He swept his unbelieving eyes around over the deserted night scene, not knowing what answer to return to so strange an avowal. "Was that what caused you to appear so distant to me in the hall, so vastly different from what you had been before?"

She nodded, but with her gaze still upon the ground.

"Miss Naida," he said, "it would be cowardly for me to attempt to dodge this issue between us. Is it because you do not like me?"

She looked up quickly, the moonlight revealing her flushed face.

"Oh, no, no! you must never think that. I told you I was a girl of moods; under those vines I had one mood, in the hall another. Cannot you understand?"

"Very little," he admitted, "for I am more inclined to believe you are the possessor of a strong will than that you are swayed by moods. Listen. If I thought that a mere senseless mood had caused your peculiar treatment of me to-night, I should feel justified in yielding to a mood also. But I will not lower you to that extent in my estimation; I prefer to believe that you are the true-hearted, frankly spoken girl of the vine shadow. It is this abiding conviction as to your true nature which holds me loyal to a test. Miss Naida, is it now your desire that I leave you?"
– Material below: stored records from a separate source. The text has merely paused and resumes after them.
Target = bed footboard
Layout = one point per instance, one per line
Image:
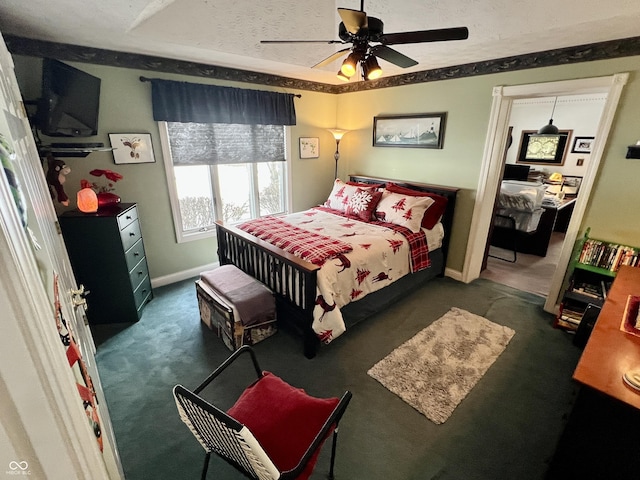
(292, 279)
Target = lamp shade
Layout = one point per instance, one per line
(549, 129)
(87, 200)
(350, 64)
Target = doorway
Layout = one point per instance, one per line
(492, 165)
(539, 190)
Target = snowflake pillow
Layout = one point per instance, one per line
(339, 197)
(362, 204)
(404, 210)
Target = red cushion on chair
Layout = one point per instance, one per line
(284, 419)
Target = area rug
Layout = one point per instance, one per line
(436, 369)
He stepped aside, relinquishing her arm, his hat in hand, but she did not move from where he left her.

"It—it hurts me," she faltered, "for I truly desire you to think in that way of me, and I—I don't know what is best to do. If I tell you why I wished to come alone, you might misunderstand; and if I refuse, then you will suspect wrong, and go away despising me."

"I sincerely wish you might repose sufficient confidence in me as a gentleman to believe I never betray a trust, never pry into a lady's secret."

"Oh, I do, Lieutenant Brant. It is not doubt of you at all; but I am not sure, even within my own heart, that I am doing just what is right. Besides, it will be so difficult to make you, almost a stranger, comprehend the peculiar conditions which influence my action. Even now you suspect that I am deceitful—a masked sham like those others we discussed to-night; but I have never played a part before, never skulked in the dark. To-night I simply had to do it."